Posizionare i sensori a diverse profondità all'interno della zona radicale per stabilire i trigger di irrigazione. Ad esempio, una strategia comune consiste nell'irrigare quando l'umidità del suolo scende al 50% dell'acqua disponibile per le piante. Ciò impedisce qualsiasi stress sul raccolto.

4.2 Integrazione dei dati meteorologici

Invece di utilizzare le medie mensili storiche per ET₀, un sistema veramente intelligente utilizza dati meteorologici in tempo reale-.

Le moderne stazioni meteorologiche forniscono valori ET₀ giornalieri o addirittura orari. Possono trovarsi in-farm o far parte di una rete regionale. L'integrazione di questi dati in tempo reale nei tuoi calcoli consente modifiche immediate al tuo programma di irrigazione.

Questa pratica impedisce l'irrigazione eccessiva prima di un temporale previsto. Al contrario, ti assicura di applicare abbastanza acqua per superare un’ondata di caldo inaspettata. Ottimizza-l'applicazione dell'acqua in modo che corrisponda alle condizioni reali di un dato giorno.

4.3 Contabilità delle perdite idriche

Un calcolo veramente avanzato va oltre le sole esigenze delle colture. Rappresenta altre applicazioni e perdite idriche necessarie. Questo livello di dettaglio è raramente trattato nelle guide di base.

Un fattore chiave è il requisito di lisciviazione (LR). Nelle aree con terreno o acqua salini, è necessario applicare acqua extra per eliminare i sali accumulati sotto la zona delle radici. Ignorare questo può portare ad un accumulo di sale tossico e ad una grave riduzione della resa nel tempo.

È inoltre necessario lavorare per ridurre al minimo e tenere conto delle perdite derivanti dal deflusso e dalla percolazione profonda. Tecniche come l'"irrigazione a impulsi" possono ridurre drasticamente il deflusso su terreni in pendenza o stretti.
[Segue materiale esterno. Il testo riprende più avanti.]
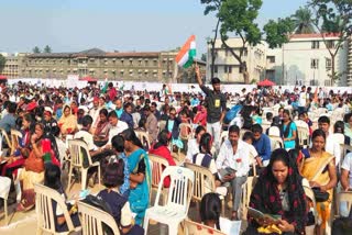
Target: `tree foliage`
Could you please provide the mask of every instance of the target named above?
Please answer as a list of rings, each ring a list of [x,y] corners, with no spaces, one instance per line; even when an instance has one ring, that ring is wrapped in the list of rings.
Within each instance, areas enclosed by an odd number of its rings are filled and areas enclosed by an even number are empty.
[[[289,33],[295,29],[294,21],[290,18],[277,19],[277,21],[270,20],[264,25],[266,42],[270,48],[280,47],[283,44],[288,43]]]
[[[314,16],[309,8],[299,8],[292,15],[296,34],[316,33]]]
[[[3,55],[0,54],[0,74],[3,70],[6,63],[7,63],[7,58]]]
[[[352,2],[351,0],[312,0],[309,7],[315,13],[315,26],[331,56],[332,66],[329,77],[332,82],[336,82],[344,74],[344,71],[336,71],[336,56],[352,34]],[[333,47],[328,46],[330,40],[327,36],[331,35],[338,37]]]
[[[35,47],[33,48],[33,53],[34,53],[34,54],[38,54],[38,53],[41,53],[40,47],[35,46]]]
[[[44,53],[52,53],[52,47],[50,47],[48,45],[46,45],[44,47]]]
Questo applica l'acqua in brevi raffiche per consentire l'assorbimento del suolo. È fondamentale abbinare il tasso di applicazione del sistema al tasso di infiltrazione del terreno. Ciò impedisce all'acqua di oltrepassare la zona delle radici prima che la coltura possa utilizzarla.

Nutrients soil meter Measure soil for nitrogen content with digital device Woman farmer in a garden Concept for new technology in the agriculture

Conclusione

L’era dell’irrigazione basata sul calendario o sulla sensibilità del terreno è finita. Il percorso verso un’attività agricola più redditizia, resiliente e sostenibile è lastricato di dati. La conservazione dell’acqua in agricoltura attraverso questo approccio paga dividendi consistenti sotto forma di risparmio di acqua, risparmio di energia e rese agricole più elevate e più affidabili.